Wiseman Nkuhlu, chairman of KPMG, told reporters in Johannesburg on Sunday that “the vetting is to be done by an external, independent party,” adding that KPMG intends to also extend the audit of its previous work as far back as a year and half period, with plans to have a hotline that employees can channel concerns regarding the firm’s work quality.
Prior to the time KPMG made these managerial decisions, two of the company’s partners Sipho Malaba and Dumi Tshuma had tendered their resignation on Friday, after investigation revealed the disciplinary charges against them were “connected to VBS bank and include, but are not limited to, failure by the partners to comply with the firm’s policies and procedures regarding the disclosure of relevant financial interests,” as noted in an emailed statement by the firm.
In March, VBS Mutual Bank was placed under curatorship by South African Reserve Bank over liquidity issues, because the lender was unable to repay some of its clients’ deposits. KPGM explained that the bank’s curatorship brought to light information linked to the partners, which incited KPMG’s decision to carry out an independent investigation that is still ongoing.
In a reaction to the incidence, KPMG South Africa chief executive Nhlamulo Dlomu said, “This has been a very disappointing episode for KPMG. The disappointment and anger is palpable. There can be no tolerance, however, of any conduct that compromises our reputation and we have moved decisively to deal with the situation. If the two partners who quit need to be reported to the country’s authorities following the KPMG probe, the firm will take those steps.”
In the wake of Malaba and Tshuma’s resignation, the firm looks to review the work done by its partners in a bid to “reaffirm the public’s trust in KPMG.”
“We will look at the last two years,” Dlomu told reporters. “We’re looking at at least 200 files and looking at big, medium size and smaller clients. In essence what we’re doing is we’re opening ourselves up to proper and detailed scrutiny.”

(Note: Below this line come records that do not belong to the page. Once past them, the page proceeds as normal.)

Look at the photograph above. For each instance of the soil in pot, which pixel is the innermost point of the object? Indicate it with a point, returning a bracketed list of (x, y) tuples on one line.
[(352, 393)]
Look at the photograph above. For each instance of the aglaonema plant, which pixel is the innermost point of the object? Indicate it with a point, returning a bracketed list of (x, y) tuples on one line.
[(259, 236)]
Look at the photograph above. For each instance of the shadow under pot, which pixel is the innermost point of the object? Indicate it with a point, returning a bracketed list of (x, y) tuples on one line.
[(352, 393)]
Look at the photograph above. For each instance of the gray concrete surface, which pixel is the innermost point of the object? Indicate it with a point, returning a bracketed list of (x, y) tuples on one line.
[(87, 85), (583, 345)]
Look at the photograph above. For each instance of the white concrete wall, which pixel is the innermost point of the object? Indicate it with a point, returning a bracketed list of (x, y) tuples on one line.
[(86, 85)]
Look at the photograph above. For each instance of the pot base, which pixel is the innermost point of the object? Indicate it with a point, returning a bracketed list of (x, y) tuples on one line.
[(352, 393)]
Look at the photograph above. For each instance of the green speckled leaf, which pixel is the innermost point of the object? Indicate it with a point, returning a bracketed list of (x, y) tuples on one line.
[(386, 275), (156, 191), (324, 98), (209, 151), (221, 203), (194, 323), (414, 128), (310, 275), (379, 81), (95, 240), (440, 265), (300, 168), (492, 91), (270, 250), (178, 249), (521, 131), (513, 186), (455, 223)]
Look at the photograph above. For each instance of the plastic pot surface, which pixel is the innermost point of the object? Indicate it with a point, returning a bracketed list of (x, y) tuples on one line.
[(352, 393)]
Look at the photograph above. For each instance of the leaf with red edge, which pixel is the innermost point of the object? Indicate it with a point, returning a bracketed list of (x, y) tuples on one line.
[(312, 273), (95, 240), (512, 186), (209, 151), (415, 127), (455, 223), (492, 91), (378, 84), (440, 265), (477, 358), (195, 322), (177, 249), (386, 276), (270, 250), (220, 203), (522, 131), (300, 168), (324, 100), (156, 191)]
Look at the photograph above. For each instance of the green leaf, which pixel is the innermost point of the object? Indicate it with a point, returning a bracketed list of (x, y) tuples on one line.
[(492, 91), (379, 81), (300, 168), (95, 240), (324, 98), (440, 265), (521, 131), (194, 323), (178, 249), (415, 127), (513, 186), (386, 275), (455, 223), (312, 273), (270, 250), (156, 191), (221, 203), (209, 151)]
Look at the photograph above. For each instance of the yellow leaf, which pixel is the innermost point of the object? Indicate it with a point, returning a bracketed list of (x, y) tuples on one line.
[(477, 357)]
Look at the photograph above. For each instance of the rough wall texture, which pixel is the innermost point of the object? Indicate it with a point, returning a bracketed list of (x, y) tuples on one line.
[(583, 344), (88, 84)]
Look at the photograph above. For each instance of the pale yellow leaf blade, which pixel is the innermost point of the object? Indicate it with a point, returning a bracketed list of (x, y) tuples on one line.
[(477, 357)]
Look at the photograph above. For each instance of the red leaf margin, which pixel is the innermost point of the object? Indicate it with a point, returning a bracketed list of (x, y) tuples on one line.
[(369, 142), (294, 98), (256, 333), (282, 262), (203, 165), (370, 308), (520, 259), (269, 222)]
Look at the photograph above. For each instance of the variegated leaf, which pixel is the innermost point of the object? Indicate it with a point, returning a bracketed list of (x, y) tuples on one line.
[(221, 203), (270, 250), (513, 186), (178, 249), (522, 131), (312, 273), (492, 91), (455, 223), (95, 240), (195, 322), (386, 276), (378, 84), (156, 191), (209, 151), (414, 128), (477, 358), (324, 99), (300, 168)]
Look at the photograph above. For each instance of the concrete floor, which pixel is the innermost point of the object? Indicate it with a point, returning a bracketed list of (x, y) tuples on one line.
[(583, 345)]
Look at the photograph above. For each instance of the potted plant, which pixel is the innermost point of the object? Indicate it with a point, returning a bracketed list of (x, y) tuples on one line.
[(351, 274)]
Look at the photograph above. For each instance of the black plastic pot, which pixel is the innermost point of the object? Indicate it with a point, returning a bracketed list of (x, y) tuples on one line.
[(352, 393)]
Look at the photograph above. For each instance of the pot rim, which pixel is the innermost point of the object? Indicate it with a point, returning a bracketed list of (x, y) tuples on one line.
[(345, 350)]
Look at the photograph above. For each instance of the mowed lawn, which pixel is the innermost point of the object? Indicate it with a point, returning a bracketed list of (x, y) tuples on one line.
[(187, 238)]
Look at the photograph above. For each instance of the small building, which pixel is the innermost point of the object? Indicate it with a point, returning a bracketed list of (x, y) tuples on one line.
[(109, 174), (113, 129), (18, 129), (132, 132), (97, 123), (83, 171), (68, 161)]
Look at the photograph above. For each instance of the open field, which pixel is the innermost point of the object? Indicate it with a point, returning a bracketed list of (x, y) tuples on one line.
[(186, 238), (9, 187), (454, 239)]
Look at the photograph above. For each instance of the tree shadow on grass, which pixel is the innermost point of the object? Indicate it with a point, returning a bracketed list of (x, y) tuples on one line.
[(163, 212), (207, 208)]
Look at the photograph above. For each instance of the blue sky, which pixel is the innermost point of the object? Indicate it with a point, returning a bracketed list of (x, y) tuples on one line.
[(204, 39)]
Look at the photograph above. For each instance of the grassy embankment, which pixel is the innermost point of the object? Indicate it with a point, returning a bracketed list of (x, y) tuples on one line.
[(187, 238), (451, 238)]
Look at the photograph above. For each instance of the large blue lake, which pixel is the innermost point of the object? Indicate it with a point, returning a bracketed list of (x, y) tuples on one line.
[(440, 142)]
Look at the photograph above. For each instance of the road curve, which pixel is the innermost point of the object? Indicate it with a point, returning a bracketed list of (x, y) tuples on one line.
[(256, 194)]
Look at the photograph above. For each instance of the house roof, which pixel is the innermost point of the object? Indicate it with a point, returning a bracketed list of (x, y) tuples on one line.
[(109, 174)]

Earlier, KPMG had said its investigation found no evidence of corruption or illegal behavior but identified “work that fell considerably short of KPMG’s standards.” This led to the resignation of the multinational audit firm’s COO and risk management partner Steven Louw, as well as CEO Trevor Hoole, who was replaced by Nhlamu Dlomu, the company’s former Head for People and Change.
South Africa’s then Finance Minister Malusi Gigaba instructed all government and public agencies to review their accounts with KPMG and to ensure audit processes have not been compromised. The crisis has cost the global audit firm its Business Leadership SA membership and clients such as Telkcom, Wits University and Standard Bank.
Asides KPMG, other global firms that have faced problems due to their work for the Gupta brothers include business consultancy firm McKinsey, SAP and public relations agency Bell Pottinger. The Guptas optimum coal mine, Eskom, is not left out of the saga.